Additionally, a heat exchanger may be provided in which at least one of a bottom product and an overhead product of the absorber cool at least one of the first and second reflux streams. Furthermore, it is generally preferred that in such methods at least part of the bottom product is fed from the absorber into the distillation column, and that the device other than the turbo expander comprises a Joule-Thomson valve. Furthermore, where C2 recovery is desired, it is contemplated that the lean reflux stream is provided by the separator vapor and fed into the absorber as a liquid feed and the vapor overhead stream from the distillation column is fed to the bottom of the absorber, wherein the distillation column comprises a demethanizer.

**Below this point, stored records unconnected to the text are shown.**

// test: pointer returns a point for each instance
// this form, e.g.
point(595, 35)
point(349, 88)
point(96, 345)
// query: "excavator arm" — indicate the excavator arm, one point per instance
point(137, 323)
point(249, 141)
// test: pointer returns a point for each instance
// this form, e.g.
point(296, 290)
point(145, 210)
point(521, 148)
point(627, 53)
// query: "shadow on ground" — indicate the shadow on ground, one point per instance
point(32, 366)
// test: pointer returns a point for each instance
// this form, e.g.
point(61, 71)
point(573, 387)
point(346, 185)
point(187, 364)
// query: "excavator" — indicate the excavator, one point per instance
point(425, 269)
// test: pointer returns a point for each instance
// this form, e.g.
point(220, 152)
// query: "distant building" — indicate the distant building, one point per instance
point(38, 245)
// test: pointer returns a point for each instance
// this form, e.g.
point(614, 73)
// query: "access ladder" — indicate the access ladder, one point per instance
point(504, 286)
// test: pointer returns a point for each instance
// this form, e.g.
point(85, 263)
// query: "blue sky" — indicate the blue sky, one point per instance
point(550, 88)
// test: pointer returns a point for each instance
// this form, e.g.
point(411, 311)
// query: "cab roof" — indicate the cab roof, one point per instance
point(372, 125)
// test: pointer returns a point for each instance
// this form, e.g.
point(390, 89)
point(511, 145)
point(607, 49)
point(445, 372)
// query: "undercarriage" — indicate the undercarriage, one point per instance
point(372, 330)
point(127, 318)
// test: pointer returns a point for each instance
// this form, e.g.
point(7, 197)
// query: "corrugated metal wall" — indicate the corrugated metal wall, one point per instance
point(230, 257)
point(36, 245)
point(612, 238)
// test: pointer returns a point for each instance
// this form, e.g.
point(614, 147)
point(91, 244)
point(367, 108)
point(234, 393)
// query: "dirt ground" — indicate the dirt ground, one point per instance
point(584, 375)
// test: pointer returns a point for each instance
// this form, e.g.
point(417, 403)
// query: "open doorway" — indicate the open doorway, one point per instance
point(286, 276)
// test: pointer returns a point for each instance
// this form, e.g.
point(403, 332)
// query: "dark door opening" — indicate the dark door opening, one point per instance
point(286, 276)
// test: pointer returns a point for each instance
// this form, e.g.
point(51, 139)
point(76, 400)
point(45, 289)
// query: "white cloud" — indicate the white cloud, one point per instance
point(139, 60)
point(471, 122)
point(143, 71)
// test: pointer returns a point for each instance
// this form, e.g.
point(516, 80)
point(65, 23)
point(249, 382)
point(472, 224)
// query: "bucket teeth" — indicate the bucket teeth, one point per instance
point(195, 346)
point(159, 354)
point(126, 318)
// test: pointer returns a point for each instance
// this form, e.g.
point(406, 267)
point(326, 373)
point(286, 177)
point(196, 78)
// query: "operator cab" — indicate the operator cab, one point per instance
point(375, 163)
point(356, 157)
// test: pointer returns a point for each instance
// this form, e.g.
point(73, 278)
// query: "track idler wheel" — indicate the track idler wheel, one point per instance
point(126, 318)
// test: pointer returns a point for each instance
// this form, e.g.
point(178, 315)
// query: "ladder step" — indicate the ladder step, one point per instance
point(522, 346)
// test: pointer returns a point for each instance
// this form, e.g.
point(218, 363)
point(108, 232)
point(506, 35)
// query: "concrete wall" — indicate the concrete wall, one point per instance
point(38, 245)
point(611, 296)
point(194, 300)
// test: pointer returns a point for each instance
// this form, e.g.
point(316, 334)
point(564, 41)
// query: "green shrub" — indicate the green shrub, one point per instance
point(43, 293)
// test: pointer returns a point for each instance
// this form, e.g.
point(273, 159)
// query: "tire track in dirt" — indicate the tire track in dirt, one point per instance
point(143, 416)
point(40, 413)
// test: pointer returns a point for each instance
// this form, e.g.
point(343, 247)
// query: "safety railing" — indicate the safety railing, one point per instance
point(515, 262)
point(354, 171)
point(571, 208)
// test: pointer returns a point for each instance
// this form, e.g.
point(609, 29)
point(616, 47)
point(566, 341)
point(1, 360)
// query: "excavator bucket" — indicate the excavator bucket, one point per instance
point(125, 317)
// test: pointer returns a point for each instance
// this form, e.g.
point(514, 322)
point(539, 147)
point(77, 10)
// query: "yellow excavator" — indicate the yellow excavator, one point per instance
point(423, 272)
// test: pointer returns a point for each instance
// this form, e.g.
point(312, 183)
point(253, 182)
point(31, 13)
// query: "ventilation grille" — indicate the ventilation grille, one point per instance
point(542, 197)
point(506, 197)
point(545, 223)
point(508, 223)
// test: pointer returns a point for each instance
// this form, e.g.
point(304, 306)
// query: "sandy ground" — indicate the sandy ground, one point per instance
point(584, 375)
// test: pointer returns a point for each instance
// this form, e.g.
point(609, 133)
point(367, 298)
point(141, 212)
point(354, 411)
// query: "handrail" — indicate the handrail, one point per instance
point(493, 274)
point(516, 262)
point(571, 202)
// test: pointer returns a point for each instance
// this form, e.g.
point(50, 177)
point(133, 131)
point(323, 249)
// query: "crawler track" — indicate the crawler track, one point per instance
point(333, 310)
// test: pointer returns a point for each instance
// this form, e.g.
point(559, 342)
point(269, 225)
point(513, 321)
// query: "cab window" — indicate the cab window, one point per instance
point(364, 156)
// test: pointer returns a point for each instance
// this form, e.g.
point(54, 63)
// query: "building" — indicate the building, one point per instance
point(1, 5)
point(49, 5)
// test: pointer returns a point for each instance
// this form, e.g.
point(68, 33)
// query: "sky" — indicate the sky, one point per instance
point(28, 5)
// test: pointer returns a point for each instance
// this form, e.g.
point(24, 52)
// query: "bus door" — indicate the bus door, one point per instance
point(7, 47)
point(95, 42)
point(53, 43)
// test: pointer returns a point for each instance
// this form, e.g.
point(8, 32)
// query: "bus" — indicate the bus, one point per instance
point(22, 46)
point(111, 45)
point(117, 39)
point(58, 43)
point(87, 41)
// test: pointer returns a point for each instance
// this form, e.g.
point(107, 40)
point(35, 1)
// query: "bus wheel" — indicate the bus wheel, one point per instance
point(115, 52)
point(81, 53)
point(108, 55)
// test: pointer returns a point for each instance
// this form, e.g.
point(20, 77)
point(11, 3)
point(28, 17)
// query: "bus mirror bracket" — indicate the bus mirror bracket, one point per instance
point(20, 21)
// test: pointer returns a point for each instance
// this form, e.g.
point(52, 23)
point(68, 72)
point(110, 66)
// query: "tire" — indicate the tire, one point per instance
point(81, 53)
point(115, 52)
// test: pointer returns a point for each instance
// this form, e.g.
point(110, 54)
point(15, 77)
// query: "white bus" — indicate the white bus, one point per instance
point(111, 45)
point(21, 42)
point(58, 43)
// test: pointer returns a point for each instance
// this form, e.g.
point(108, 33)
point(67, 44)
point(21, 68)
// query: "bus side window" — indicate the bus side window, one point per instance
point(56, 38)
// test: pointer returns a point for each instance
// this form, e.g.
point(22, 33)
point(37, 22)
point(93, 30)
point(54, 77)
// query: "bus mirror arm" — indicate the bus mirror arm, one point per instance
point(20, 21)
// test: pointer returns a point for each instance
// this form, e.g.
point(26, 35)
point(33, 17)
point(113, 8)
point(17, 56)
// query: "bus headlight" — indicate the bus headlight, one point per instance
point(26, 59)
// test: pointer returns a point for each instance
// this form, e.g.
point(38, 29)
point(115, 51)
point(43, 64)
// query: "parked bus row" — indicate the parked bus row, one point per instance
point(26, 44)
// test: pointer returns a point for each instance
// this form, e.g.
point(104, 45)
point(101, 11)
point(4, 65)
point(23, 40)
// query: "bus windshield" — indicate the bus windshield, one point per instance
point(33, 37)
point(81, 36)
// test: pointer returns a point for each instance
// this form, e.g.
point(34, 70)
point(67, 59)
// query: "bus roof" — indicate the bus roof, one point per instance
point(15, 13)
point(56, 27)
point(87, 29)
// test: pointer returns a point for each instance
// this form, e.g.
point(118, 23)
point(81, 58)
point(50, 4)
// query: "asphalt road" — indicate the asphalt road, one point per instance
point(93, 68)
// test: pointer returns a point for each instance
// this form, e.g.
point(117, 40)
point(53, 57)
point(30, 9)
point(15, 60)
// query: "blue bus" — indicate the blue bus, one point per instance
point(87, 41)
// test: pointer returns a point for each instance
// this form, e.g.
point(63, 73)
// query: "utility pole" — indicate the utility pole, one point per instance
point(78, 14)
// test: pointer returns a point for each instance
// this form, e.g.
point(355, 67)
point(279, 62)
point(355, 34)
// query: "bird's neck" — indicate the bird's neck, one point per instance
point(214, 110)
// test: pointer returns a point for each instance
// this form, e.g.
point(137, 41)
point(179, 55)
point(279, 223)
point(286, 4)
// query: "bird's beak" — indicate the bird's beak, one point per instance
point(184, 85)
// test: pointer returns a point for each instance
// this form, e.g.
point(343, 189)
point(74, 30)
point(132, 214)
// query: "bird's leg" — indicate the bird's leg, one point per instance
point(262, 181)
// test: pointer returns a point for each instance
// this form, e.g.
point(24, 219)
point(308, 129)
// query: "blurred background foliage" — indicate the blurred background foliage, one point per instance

Additionally, in another aspect of the invention subject matter, it should be recognized that contemplated configurations with the absorber operating at a higher pressure than the downstream distillation column prove especially advantageous. Such contemplated configuration would require a compressor that raises the pressure of the vapor stream from the distillation column to a pressure required by the absorber. Such a dual pressure column configuration should be recognized to provide significant overall compression horsepower savings as the compression horsepower required by the residue gas re-compressor is greatly reduced.
Thus, specific embodiments and applications for improved natural gas liquids recovery have been disclosed. It should be apparent, however, to those skilled in the art that many more modifications besides those already described are possible without departing from the inventive concepts herein. The inventive subject matter, therefore, is not to be restricted except in the spirit of the appended contemplated claims. Moreover, in interpreting both the specification and the contemplated claims, all terms should be interpreted in the broadest possible manner consistent with the context. In particular, the terms “comprises” and “comprising” should be interpreted as referring to elements, components, or steps in a non-exclusive manner, indicating that the referenced elements, components, or steps may be present, or utilized, or combined with other elements, components, or steps that are not expressly referenced.